“Por ocasião do XXVII Dia Mundial do Doente, que será celebrado de modo solene em Calcutá, na Índia, a 11 de Fevereiro de 2019, a Igreja – Mãe de todos os seus filhos, mas com uma solicitude especial pelos doentes – lembra que o caminho mais credível de evangelização são gestos de dom gratuito como os do Bom Samaritano. (Mensagem do Papa Francisco para o XXVII Dia Mundial do Doente).

O cuidado dos doentes implica profissionalismo e ternura, gestos gratuitos, imediatos e simples, como uma carícia, pelos quais fazemos sentir ao outro que nos é querido. “Recebestes de graça, dai de graça” foi o tema escolhido pelo Papa Francisco para a Mensagem que assinala o Dia Mundial do Doente no ano em curso.

O Dia Mundial do Doente, instituído pelo Papa São João Paulo II a 11 de Fevereiro de 1992, acontece na memória litúrgica de Nossa Senhora de Lourdes (França). A presença anual de milhares de doentes neste santuário Mariano é, sem dúvida, uma interpelação para os homens e mulheres, deste tempo sempre apressado. Numa sociedade que quase não olha a meios para atingir os fins, o lucro e parece esquecer a nobreza e a dignidade da pessoa humana.

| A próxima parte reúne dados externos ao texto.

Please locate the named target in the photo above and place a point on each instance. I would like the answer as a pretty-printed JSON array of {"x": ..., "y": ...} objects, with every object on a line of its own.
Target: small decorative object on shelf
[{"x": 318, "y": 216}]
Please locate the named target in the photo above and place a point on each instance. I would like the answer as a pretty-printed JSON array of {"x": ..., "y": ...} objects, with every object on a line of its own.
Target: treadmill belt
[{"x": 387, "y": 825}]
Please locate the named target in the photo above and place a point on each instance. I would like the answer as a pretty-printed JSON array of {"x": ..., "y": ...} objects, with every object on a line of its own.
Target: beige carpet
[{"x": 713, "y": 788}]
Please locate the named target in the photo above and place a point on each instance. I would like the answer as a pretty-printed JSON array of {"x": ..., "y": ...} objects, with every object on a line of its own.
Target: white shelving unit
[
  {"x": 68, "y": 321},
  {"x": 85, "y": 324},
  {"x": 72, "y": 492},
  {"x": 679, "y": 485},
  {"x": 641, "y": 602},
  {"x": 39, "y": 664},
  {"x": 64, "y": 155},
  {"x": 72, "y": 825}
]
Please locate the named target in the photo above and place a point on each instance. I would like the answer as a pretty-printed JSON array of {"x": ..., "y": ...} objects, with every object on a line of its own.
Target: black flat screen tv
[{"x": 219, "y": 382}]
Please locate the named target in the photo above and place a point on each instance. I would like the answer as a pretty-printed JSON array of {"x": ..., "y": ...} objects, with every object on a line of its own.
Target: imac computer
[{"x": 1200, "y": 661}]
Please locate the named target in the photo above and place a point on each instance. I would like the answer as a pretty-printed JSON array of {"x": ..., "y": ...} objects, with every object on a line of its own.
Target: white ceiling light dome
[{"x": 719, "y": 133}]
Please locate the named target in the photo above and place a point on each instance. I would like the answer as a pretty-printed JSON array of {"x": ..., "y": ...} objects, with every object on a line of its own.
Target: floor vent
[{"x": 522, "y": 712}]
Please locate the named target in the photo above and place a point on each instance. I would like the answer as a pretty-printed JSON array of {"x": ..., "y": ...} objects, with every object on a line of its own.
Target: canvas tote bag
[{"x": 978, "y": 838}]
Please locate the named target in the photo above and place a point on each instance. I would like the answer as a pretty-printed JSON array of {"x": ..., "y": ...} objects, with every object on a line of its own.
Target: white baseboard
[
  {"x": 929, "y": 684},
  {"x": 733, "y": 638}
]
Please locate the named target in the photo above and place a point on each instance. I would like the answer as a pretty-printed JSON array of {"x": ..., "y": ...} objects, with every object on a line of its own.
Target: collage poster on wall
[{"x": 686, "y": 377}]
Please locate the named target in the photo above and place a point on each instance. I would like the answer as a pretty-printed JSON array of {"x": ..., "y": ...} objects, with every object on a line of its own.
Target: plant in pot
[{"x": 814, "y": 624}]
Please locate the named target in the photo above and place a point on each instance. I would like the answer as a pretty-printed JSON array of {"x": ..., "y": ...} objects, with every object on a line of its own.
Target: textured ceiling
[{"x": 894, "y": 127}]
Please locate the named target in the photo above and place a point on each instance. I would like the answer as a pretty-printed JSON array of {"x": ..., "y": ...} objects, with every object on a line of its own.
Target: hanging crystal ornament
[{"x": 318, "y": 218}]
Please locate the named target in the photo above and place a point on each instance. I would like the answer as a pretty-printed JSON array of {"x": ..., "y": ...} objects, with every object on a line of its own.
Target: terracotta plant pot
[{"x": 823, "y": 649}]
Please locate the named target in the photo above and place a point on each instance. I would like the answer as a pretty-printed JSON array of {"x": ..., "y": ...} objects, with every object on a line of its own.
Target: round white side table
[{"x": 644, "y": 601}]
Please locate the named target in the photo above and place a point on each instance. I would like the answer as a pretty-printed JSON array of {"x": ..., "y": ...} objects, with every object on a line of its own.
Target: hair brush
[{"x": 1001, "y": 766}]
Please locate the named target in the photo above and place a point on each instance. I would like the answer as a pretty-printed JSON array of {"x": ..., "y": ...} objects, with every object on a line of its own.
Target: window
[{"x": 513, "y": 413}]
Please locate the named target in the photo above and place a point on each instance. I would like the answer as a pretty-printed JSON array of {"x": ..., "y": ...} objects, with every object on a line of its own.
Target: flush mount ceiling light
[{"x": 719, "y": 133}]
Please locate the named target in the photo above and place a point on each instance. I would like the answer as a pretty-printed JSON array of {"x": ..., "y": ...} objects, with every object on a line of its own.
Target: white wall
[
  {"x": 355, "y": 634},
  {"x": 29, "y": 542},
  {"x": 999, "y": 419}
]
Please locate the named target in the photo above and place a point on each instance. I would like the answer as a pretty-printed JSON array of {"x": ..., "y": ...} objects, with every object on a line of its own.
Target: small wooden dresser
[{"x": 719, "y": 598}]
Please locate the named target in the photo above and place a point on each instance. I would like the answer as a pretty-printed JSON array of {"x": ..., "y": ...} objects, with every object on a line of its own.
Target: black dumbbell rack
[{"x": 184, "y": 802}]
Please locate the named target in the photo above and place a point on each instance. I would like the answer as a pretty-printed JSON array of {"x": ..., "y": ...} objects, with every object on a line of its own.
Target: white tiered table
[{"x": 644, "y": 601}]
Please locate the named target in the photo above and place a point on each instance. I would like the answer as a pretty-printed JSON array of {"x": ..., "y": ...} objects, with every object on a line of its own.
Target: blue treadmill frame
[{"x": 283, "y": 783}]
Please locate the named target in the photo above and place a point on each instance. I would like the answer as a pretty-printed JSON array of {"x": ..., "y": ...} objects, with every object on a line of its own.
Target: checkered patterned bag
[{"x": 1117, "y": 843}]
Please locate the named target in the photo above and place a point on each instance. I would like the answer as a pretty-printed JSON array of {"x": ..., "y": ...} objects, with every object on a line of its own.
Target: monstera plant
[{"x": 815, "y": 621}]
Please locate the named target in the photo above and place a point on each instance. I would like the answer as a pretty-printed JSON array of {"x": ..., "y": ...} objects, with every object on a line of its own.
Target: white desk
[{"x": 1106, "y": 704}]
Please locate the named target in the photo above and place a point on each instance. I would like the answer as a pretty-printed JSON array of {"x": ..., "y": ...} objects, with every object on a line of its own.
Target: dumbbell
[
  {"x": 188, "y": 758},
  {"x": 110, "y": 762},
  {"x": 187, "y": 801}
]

Ao contrário do que seria expectável, assistimos diariamente a uma luta desenfreada no mundo da saúde onde quem sai sempre a perder são os mais frágeis, ou seja os doentes. A luta por melhores condições de trabalho, por melhores equipamentos, por melhores salários, é positiva desde que não sejam salvaguardados os cuidados essenciais.

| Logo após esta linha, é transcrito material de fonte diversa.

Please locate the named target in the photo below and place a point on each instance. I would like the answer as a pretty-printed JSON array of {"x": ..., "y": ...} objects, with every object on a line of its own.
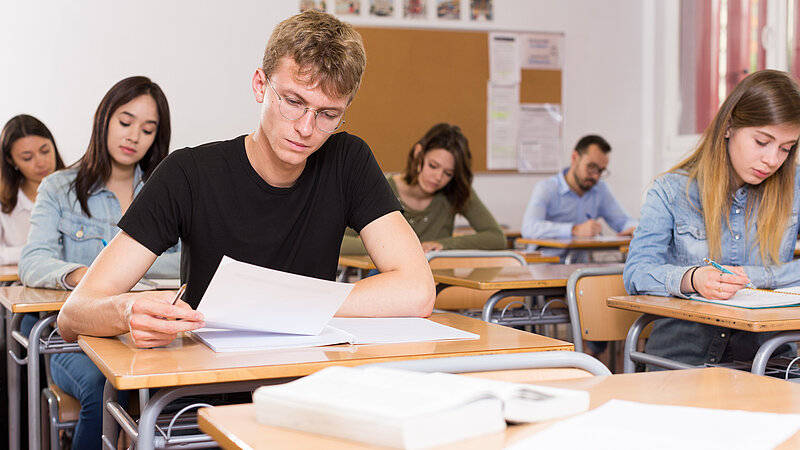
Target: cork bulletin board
[{"x": 416, "y": 78}]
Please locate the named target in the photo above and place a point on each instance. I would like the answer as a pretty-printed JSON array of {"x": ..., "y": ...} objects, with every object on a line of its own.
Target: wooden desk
[
  {"x": 786, "y": 321},
  {"x": 18, "y": 300},
  {"x": 9, "y": 273},
  {"x": 579, "y": 244},
  {"x": 364, "y": 262},
  {"x": 537, "y": 279},
  {"x": 187, "y": 367},
  {"x": 235, "y": 426}
]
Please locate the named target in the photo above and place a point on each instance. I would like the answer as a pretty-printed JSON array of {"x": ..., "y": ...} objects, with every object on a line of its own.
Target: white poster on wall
[
  {"x": 502, "y": 126},
  {"x": 539, "y": 143},
  {"x": 541, "y": 50},
  {"x": 504, "y": 56}
]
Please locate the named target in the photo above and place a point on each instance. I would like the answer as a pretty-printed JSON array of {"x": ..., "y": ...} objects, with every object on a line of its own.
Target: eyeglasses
[
  {"x": 292, "y": 109},
  {"x": 594, "y": 169}
]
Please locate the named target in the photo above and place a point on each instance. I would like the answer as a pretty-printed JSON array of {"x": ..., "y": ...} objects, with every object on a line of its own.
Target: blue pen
[{"x": 724, "y": 270}]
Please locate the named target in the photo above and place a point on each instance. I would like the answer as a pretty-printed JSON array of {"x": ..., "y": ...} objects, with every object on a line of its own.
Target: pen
[
  {"x": 180, "y": 292},
  {"x": 724, "y": 270}
]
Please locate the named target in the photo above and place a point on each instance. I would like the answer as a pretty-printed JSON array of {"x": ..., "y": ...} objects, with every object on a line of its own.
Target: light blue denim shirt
[
  {"x": 62, "y": 238},
  {"x": 671, "y": 239},
  {"x": 554, "y": 208}
]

A cultura do descarte, tão enraizada na sociedade actual, deve ajudar-nos a fazer uma reflexão sobre a maneira como aqueles que estão à frente dos destinos dos países encaram a doença. Infelizmente, a maior parte das vezes, os doentes não são tratados como pessoas mas sim como números. Assistimos, com frequência, ao esgrimir de argumentos a favor e contra o actual estado da saúde. Nesta matéria tão sensível, uma vez que tem a ver com pessoas, teria de imperar sempre o diálogo e a compreensão.

Na mensagem da Comissão Nacional da Pastoral da Saúde, D. António Luciano pede aos cristãos para celebrarem o Dia do Doente como “uma oportunidade de oração, de reflexão e estudo” sobre a dignidade e o valor da vida humana, “a dimensão existencial da dor e o sentido cristão do sofrimento”.